With a win, Afleet Alex would join such greats as Native Dancer, Nashua and Damascus among a select group of Preakness-Belmont winners who just missed in the Derby. Afleet Alex was third, a length behind 50-1 Giacomo and 71-1 Closing Argument.
"You can't look back," Ritchey said.
Giacomo, meanwhile, appears refreshed after spending three weeks at his home base at Hollywood Park following his third-place finish in the Preakness. Trainer John Shirreffs wanted to be certain his gray son of Holy Bull was fit enough to complete the Triple Crown series.
The trainer, who rarely races outside California, seems to be more concerned with the rest of the field than Afleet Alex.
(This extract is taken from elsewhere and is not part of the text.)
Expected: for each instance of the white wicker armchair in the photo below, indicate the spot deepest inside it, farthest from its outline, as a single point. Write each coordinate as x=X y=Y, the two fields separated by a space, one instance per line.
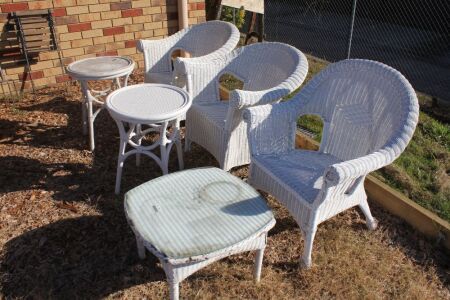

"The horse with fresh legs could pull off the upset," Shirreffs said. "I'm sure Tim Ritchey feels confident because his horse has campaigned so well. It's a thrill for us to get this opportunity to let Giacomo show himself ... There's always the fresh horse factor."
Post time is 6:33 p.m. EDT, five minutes earlier than originally scheduled.
Pace should determine the race. An extremely fast start sets the table for closers such as Giacomo and Andromeda's Hero, who was eighth in the Derby.
A modest pace, which seems more likely around the sweeping turns of Belmont's 1 1/2-mile track, should benefit Afleet Alex. The son of Northern Afleet should assume his stalking position just off the leaders before unleashing a finishing kick in the final quarter mile.
Long shots Pinpoint and A.P. Arrow and 6-1 third choice Reverberate are among those who could be out front when the starting gate opens.
Giacomo jockey Mike Smith, who used to ride regularly in New York, is looking for his first Belmont win in his 10th attempt. The Hall of Famer believes Giacomo can pull it off.
"He's got a lot of stamina, and when you ask him to go, 'Bam!"' Smith said. "He gives it to you every time and can stay. We'll just see how it works out Saturday."
Jeremy Rose is extremely confident aboard Afleet Alex, even though it's the 26-year-old rider's first Belmont.
"If we're within four or five lengths (of the lead) at the quarter pole," Rose said, "I don't think anyone in here can outkick me if he's relaxed at that point."
Afleet Alex is by far the most accomplished 3-year-old in the field. A bargain buy at $75,000 last year by the five Philadelphia friends who formed Cash Is King Stable, Alex has won seven of 11 starts and earned $2,165,800.
By contrast, 12-1 shot Chekhov was purchased for $3.3 million Michael Tabor and Derrick Smith and has one win in five starts. The colt was fourth as the 3-2 favorite in the Peter Pan Stakes.
While the Belmont looks like a two-horse race, four of the past six winners have been long shots. Birdstone returned $74 for a $2 bet, Sarava paid a record $174.50 in 2002, Commendable paid $39.60 in 2000 and Lemon Drop Kid returned $61.50 in 1999.
"You have to remember," Zito said, "the Triple Crown wears on them."